Code Comparison for Fast Flavor Instability Simulation

TL;DR

This paper compares five independent simulation codes for the fast flavor instability in astrophysical environments, providing a benchmark to evaluate numerical accuracy and consistency across different methods.

Contribution

It introduces a standardized test problem for FFI simulation and verifies the fidelity of five codes, establishing a benchmark for future research.

Findings

All codes faithfully simulate quantum kinetic equations under specified assumptions.

Each code demonstrates superiority in at least one numerical accuracy metric.

Results are publicly available for community benchmarking.

Abstract

The fast flavor instability (FFI) is expected to be ubiquitous in core-collapse supernovae and neutron star mergers.
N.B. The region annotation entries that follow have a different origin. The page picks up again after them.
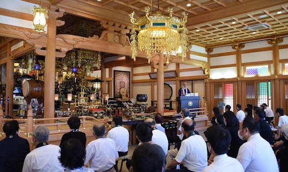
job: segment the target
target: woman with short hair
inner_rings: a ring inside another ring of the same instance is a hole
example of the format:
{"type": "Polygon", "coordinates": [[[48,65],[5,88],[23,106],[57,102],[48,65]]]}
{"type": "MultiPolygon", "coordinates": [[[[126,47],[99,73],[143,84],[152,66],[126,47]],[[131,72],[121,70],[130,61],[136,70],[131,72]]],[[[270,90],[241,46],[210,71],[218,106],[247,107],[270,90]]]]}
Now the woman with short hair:
{"type": "Polygon", "coordinates": [[[70,139],[62,146],[59,160],[65,167],[64,171],[94,172],[93,169],[84,166],[86,152],[80,141],[70,139]]]}

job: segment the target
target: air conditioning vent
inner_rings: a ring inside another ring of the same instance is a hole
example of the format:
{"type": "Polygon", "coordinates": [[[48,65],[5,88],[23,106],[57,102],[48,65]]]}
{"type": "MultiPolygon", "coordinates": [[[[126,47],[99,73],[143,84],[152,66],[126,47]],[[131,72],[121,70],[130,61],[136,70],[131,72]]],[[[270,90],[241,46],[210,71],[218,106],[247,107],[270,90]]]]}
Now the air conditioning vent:
{"type": "Polygon", "coordinates": [[[248,26],[245,27],[246,28],[251,30],[258,30],[261,29],[265,29],[270,28],[271,26],[267,23],[260,23],[256,25],[253,25],[252,26],[248,26]]]}

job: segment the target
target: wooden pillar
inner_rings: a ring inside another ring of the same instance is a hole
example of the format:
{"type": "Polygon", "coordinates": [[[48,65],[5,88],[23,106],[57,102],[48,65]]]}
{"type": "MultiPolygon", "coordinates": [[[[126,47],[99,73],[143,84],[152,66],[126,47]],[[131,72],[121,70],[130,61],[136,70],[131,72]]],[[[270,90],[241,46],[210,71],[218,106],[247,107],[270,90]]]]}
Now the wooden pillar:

It rapidly shuffles neutrino flavor in a way that could impact the explosion mechanism, neutrino signals, mass outflows, and nucleosynthesis. The variety of initial conditions and simulation methods employed in simulations of the FFI prevent an apples-to-apples comparison of the results. We simulate a standardized test problem using five independent codes and verify that they are all faithfully simulating the underlying quantum kinetic equations under the assumptions of axial symmetry and homogeneity in two directions. We quantify the amount of numerical error in each method and demonstrate that each method is superior in at least one metric of this error. We make the results publicly available to serve as a benchmark.